Ô paradis ?

Meyerbeer en France

Par Dominique Joucken | jeu 01 Décembre 2016 | Imprimer

La discographie de Meyerbeer est tellement rachitique que chaque nouvelle parution est accueillie par l’amateur avec des transports de joie. Cet album offre d’ailleurs quelques motifs de satisfaction durable. Loin de se contenter des morceaux « connus » (pour autant que cette expression ait du sens pour un compositeur aujourd’hui si négligé), l’éditeur est allé piocher des extraits dans tous les opéras de la période française de Meyerbeer. Avec à la clé une vrai originalité dans le programme : l’introduction chorale du Prophète, la cavatine d’Isabelle dans Robert Le Diable, l’air de Valentine au 4e acte des Huguenots, le duo Catherine-Pierre dans L’Etoile du Nord, … Avec l’avantage d’un minutage très généreux (78’), l’auditeur est promené dans ce qui représente les riches heures du grand opéra à la française.

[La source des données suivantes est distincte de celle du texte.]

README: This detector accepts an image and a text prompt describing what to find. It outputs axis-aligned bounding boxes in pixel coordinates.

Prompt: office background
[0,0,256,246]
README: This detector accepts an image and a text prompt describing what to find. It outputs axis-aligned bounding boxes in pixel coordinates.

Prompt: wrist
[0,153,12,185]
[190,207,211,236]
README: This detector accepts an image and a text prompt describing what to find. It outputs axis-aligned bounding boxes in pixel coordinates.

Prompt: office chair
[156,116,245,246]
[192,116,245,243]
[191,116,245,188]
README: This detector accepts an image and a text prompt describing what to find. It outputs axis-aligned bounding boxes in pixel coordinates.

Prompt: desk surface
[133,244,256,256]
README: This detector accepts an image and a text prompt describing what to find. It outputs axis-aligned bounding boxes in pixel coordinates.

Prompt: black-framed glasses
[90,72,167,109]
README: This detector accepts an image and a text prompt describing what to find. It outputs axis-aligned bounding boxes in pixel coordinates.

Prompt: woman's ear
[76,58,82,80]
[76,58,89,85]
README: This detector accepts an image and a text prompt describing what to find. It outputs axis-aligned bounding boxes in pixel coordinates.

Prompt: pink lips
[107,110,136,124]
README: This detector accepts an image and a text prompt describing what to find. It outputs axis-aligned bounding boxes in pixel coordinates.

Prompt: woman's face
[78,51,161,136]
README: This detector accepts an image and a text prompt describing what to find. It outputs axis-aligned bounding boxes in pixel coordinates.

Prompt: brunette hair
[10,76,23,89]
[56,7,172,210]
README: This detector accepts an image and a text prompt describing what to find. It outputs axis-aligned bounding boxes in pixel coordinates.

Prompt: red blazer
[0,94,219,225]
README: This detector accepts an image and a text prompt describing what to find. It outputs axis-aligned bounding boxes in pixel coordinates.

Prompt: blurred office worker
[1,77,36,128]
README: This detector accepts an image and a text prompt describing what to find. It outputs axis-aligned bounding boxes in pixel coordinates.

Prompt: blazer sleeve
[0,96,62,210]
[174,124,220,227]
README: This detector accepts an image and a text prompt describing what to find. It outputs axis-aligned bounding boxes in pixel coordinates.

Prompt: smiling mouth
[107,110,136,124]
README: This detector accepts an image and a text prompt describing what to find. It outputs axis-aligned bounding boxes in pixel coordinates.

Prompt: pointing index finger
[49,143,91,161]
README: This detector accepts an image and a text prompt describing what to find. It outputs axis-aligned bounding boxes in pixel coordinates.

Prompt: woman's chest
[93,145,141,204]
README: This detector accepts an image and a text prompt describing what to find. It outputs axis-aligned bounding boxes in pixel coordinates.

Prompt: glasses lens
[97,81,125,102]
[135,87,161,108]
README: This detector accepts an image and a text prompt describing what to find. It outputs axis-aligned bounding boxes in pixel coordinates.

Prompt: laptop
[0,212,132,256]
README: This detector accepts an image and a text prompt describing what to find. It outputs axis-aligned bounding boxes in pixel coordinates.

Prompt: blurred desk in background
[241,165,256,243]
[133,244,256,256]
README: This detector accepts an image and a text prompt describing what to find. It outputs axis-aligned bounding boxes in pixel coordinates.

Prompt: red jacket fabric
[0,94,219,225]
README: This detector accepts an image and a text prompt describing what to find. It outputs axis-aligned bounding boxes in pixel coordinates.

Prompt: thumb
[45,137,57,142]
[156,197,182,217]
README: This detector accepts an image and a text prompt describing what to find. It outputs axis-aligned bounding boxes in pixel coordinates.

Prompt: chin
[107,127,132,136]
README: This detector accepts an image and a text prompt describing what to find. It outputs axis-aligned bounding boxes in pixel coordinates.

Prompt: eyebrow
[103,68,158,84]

Le chef Didier Talpain joue la carte du spectaculaire. Loin des baguettes qui ont cherché à alléger Meyerbeer (à l’image de Marc Minkowski), le Français n’hésite pas à déverser un flot de décibels, à souligner les effets dramatiques, à user et abuser du rubato pour obtenir un maximum d’émotion. Si cette esthétique peut donner le mal de mer à la longue, elle ne manque pas d’allure, d’autant que l’orchestre philharmonique de Sofia joue le jeu, et se montre prodigue en couleurs instrumentales saturées. On étouffe presque au milieu de si suffocantes beautés, mais abondance de biens ne nuit pas. Même option du côté des chœurs, en effectifs très importants, et que des oreilles modernes pourront trouver un brin épais, mais impeccablement homogènes et investis. La prononciation française est entachée d’un fort accent slave. Cela rebutera les puristes, mais quand on voit la liste longue comme le bras des scènes où les opéras de Meyerbeer étaient produits juste après leur création à Paris, on se dit que les textes du brave Scribe ont dû être encore bien plus maltraités qu’ici, et c’est une forme de reconstitution historique à laquelle nous sommes conviés.

Les deux solistes offrent des bonheurs plus inégaux. Pierre-Yves Pruvot est déjà un nom familier des mélomanes, et son chant châtié convient idéalement à Meyerbeer. L’art de ciseler la syllabe ne s’oppose pas à la longue ligne, et il convainc autant en Pierre le Grand qu’en Nélusko, qu’il a d’ailleurs gravé intégralement. Seuls l’un ou l’autre aigus paraissent un peu forcés, mais il s’agit peut-être d’un effet dramatique voulu. Hjördis Thébault a aussi des problèmes d’aigus, mais ce ne sont hélas pas les seuls. La soprano souffre d’abord d’un manque de volume qui rend son air de Valentine à peu près inaudible, la voix étant sans cesse couverte par l’orchestre. Elle n’est pas une vraie Falcon, soit. La Catherine de L’Etoile du Nord lui convient mieux en termes de format, mais là ce sont des problèmes de justesse qui apparaissent, les sons étant souvent trop bas. La diction n’est pas des plus soignées, et la voix semble se défaire au fur et à mesure que l’on progresse dans le programme. Bref moment de répit avec une Isabelle de Robert le Diable engagée, mais la chanteuse doit déclarer forfait dans la grande scène de Sélika. Dommage, et pour elle, et pour nous, et pour le disque, qui est passé bien près de l’exploit. Meyerbeer reste le compositeur des occasions manquées.